Brittany Higgins to return to Australia for mediation talks

Brittany Higgins will return to Australia for the first time since fleeing the country in December with her partner, David Sharaz.

The former Liberal staffer will come face-to-face with her former employer, Linda Reynolds, at mediation talks in Perth next week over a defamation claim, amid the judge’s plea that both sides settle the matter.

But news.com.au can reveal that the Liberal senator, Ms Reynolds, has failed to take any further steps to secure a court-ordered freeze of Brittany Higgins’ assets in the wake of her move to France.

Media reports in December reported that Ms Reynolds was considering the option before Christmas, and the Liberal senator released a statement suggesting she had engaged French lawyers.

“I am considering my position and awaiting advice from French counsel on my right to enforce an Australian judgment against assets in France,’’ she said at the time.

But since she issued that statement, no further documents appear to have been lodged with the court. Ms Reynolds’ legal team has been contacted for comment.

Ms Reynolds — Ms Higgins’ former boss — is suing both Ms Higgins and Mr Sharaz for defamation over social media posts they published on Twitter and Instagram.

Mediation between the parties is listed in the Western Australia’s Supreme Court for March.

Ms Reynolds filed the writ for defamation against Ms Higgins in August of last year after earlier threats that she would sue over two posts published on Twitter and Instagram.

Court documents show Ms Reynolds is also alleging that Ms Higgins’s posts were in breach of a settlement and release signed in March 2021. That settlement allegedly contained a non-disparagement clause.

“Ms Higgins continues to use the media to make defamatory comments about my conduct notwithstanding the existence of facts and evidence to the contrary and without regard to a non-disparagement clause she agreed to,” Ms Reynolds said in a statement.

“The concerns notice issued on 5 July 2023 to Ms Higgins requested, amongst other things, that she refrain from defaming me, however her conduct following receipt of that notice including her post of 20 July and the unsatisfactory response received from her lawyer, is evidence that she has no intention of stopping.”

Last year, her lawyers also wrote to Ms Higgins’ lawyer, Leon Zwier, signalling they planned to ask the WA Supreme Court for the freeze orders, which restrain a party to a case from selling or moving assets while a legal action is still in process.

There is no suggestion that either defendant has done either of those things.

An extract of the letter sent to Ms Higgins was then provided to The Australian newspaper, before further stories emerged that Ms Reynolds was seeking the advice of a French lawyer with regard to whether any orders were enforceable on Ms Higgins’ new French home.

Any such legal order would effectively put a freeze on Ms Higgins disposing of the asset in the event that Ms Reynolds wins her defamation action and obtains a costs order against her former press secretary.

“If such reports are true, we consider that an application for freezing orders is appropriate,’’ the legal letter stated.

“Please advise as a matter of urgency your client’s intentions in respect of her travel to France and your availability to confer in respect of our client’s proposed application.”

But two months on from the release of that correspondence, no further legal steps have been taken.
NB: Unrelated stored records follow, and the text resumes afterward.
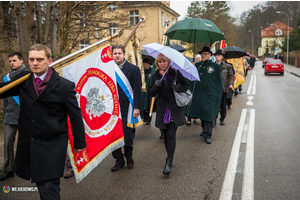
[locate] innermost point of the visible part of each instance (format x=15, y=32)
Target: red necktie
x=38, y=81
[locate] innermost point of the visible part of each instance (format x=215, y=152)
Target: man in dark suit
x=47, y=100
x=133, y=75
x=207, y=94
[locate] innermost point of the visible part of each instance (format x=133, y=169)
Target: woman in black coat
x=168, y=115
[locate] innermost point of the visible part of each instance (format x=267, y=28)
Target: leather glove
x=175, y=86
x=158, y=83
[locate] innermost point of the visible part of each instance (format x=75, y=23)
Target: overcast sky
x=237, y=7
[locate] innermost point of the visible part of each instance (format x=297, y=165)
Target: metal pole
x=288, y=37
x=252, y=40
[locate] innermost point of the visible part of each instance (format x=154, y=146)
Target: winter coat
x=165, y=97
x=227, y=76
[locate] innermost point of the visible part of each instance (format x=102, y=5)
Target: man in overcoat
x=133, y=74
x=47, y=101
x=228, y=82
x=207, y=94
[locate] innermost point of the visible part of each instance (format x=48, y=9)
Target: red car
x=265, y=60
x=274, y=66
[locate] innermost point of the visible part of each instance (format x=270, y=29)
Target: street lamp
x=288, y=38
x=252, y=40
x=277, y=36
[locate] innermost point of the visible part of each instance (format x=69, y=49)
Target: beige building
x=152, y=28
x=272, y=38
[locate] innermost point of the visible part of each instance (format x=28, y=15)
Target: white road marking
x=252, y=85
x=248, y=179
x=227, y=188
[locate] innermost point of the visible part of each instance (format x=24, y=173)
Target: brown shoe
x=68, y=174
x=117, y=167
x=130, y=163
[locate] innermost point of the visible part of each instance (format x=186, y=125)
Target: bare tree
x=21, y=30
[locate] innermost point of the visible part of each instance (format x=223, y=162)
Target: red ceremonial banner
x=97, y=95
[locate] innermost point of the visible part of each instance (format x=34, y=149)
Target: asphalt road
x=266, y=166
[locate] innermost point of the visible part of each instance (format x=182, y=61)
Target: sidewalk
x=292, y=69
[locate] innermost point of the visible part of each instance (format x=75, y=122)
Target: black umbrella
x=177, y=47
x=233, y=52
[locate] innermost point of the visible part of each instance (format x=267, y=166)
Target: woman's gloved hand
x=158, y=83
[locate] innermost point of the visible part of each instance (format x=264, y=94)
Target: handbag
x=182, y=98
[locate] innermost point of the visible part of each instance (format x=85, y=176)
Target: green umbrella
x=194, y=30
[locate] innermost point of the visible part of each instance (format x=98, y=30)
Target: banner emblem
x=99, y=113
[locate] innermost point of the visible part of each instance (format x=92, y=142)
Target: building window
x=84, y=22
x=278, y=32
x=162, y=19
x=97, y=31
x=112, y=7
x=112, y=28
x=133, y=17
x=84, y=43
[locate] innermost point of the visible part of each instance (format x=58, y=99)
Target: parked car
x=265, y=60
x=274, y=66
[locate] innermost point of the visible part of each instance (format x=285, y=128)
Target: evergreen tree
x=218, y=13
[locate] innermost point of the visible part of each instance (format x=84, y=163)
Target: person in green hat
x=207, y=94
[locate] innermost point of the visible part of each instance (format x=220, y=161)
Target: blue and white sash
x=126, y=87
x=16, y=98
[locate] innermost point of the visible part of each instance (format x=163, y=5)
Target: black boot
x=162, y=134
x=168, y=166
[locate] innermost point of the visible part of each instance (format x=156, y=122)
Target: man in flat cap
x=207, y=94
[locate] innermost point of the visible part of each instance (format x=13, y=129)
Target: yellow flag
x=239, y=77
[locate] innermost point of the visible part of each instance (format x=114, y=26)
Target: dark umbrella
x=177, y=47
x=195, y=30
x=233, y=52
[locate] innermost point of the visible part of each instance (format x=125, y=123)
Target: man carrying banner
x=47, y=100
x=132, y=80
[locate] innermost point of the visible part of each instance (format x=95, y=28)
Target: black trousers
x=146, y=116
x=207, y=128
x=170, y=139
x=117, y=154
x=49, y=189
x=223, y=106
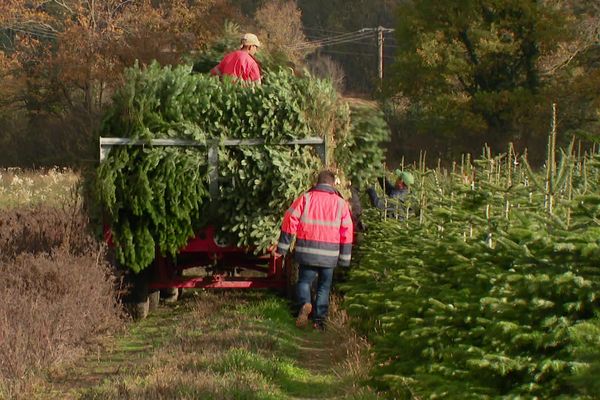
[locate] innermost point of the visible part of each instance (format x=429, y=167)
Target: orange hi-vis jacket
x=321, y=221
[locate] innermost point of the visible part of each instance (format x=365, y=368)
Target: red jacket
x=239, y=64
x=320, y=219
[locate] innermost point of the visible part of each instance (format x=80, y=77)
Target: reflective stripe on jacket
x=321, y=221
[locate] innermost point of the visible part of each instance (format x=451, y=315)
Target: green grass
x=222, y=345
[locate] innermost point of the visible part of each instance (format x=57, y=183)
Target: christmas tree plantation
x=493, y=290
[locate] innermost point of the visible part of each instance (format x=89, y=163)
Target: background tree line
x=458, y=74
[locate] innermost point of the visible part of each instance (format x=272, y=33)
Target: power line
x=333, y=40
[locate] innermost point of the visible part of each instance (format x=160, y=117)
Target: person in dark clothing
x=396, y=192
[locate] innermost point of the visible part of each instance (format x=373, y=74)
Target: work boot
x=319, y=326
x=302, y=319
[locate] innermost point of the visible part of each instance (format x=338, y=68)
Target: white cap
x=250, y=39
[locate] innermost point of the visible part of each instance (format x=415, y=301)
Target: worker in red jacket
x=241, y=63
x=321, y=221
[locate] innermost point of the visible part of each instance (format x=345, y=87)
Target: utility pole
x=379, y=30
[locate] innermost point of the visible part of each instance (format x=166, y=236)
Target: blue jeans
x=306, y=276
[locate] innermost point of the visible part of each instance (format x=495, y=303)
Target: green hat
x=406, y=177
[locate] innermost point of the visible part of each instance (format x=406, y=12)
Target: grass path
x=220, y=345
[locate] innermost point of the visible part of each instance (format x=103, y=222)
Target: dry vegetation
x=57, y=291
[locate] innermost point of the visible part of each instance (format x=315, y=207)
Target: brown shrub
x=57, y=293
x=42, y=229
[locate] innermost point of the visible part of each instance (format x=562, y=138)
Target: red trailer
x=215, y=265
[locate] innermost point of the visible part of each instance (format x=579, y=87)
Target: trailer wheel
x=169, y=295
x=140, y=310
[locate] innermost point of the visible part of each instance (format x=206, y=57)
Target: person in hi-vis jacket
x=321, y=222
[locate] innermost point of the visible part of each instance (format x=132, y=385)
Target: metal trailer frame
x=223, y=260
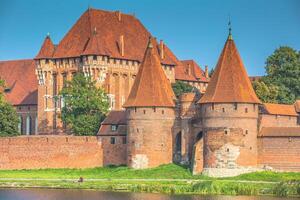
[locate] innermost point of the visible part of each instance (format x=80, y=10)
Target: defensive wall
x=37, y=152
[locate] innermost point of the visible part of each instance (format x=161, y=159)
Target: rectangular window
x=114, y=127
x=112, y=140
x=124, y=140
x=54, y=84
x=64, y=79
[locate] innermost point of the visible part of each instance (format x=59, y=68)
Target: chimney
x=119, y=15
x=122, y=45
x=161, y=47
x=206, y=71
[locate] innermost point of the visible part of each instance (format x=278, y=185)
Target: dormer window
x=114, y=127
x=7, y=90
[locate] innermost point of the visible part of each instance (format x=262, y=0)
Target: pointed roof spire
x=151, y=87
x=92, y=47
x=230, y=82
x=229, y=29
x=47, y=48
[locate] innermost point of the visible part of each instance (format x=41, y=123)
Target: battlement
x=37, y=152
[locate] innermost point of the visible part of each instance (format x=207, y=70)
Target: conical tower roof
x=47, y=49
x=151, y=87
x=230, y=82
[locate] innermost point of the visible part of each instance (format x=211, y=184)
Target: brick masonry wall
x=198, y=157
x=114, y=154
x=282, y=153
x=25, y=111
x=237, y=148
x=277, y=121
x=36, y=152
x=150, y=136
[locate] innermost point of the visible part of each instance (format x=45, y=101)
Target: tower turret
x=229, y=110
x=44, y=69
x=150, y=113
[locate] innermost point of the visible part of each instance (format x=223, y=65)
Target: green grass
x=171, y=171
x=279, y=184
x=268, y=176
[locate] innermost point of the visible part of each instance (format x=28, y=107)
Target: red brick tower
x=229, y=110
x=150, y=114
x=46, y=91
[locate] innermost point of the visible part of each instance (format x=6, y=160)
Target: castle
x=224, y=130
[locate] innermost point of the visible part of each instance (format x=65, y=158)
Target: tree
x=211, y=72
x=266, y=93
x=8, y=116
x=180, y=87
x=283, y=72
x=85, y=105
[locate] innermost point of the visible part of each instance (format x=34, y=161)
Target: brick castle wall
x=114, y=154
x=277, y=121
x=230, y=135
x=282, y=153
x=150, y=136
x=37, y=152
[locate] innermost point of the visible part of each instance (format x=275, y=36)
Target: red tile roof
x=279, y=132
x=47, y=49
x=280, y=109
x=109, y=29
x=115, y=117
x=151, y=86
x=297, y=105
x=92, y=46
x=190, y=70
x=20, y=78
x=230, y=82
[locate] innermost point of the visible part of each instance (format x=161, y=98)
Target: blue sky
x=193, y=29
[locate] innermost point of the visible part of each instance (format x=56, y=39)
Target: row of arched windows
x=27, y=125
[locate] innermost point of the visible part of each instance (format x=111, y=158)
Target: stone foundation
x=225, y=172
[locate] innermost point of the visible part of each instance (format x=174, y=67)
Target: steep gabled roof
x=297, y=105
x=190, y=70
x=151, y=86
x=92, y=46
x=110, y=26
x=115, y=117
x=280, y=109
x=20, y=80
x=47, y=49
x=230, y=82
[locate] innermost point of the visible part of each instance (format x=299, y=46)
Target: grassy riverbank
x=165, y=179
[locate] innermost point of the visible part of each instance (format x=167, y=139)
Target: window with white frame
x=114, y=127
x=28, y=124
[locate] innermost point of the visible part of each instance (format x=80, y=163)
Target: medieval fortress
x=222, y=130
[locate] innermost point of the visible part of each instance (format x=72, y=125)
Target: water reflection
x=56, y=194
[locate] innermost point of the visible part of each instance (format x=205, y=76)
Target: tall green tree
x=283, y=72
x=85, y=105
x=179, y=87
x=266, y=93
x=8, y=116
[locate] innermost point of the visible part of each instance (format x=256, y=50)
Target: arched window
x=28, y=125
x=199, y=136
x=178, y=143
x=36, y=125
x=20, y=125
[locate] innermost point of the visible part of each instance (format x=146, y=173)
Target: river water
x=59, y=194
Ms Reynolds will hold mediation talks in Perth with her legal team next week

Ms Higgins, who secured a $2.44 million payout from the Albanese government a year ago on her 28th birthday, is believed to have purchased her first home in the south of France for an estimated $600,000.

The federal government swiftly paid Ms Higgins $2.44 million last year on a “no admissions” basis after her abandoned rape trial and following a complaint against her former bosses, Ms Reynolds and fellow Liberal senator Michaelia Cash.

Both denied any wrongdoing.

A legal document outlining the compensation deal was released by the Federal Court confirms that the commonwealth did not admit liability when it agreed to pay Ms Higgins the $2.44 million.

“Without any admission of liability, the parties have agreed to resolve all claims by Ms Higgins against the beneficiaries relating in any way to the circumstances on the terms, set out in this deed, and note Ms Higgins does not attend to make a claim for compensation,” the document states.

Ms Reynolds maintains she was stopped from disputing the claims before the payout was made.

The documents reveal that Ms Higgins legal team recommenced negotiations over the $2.44 million compensation payout on December 7, 2022, just five days after the rape trial was discontinued.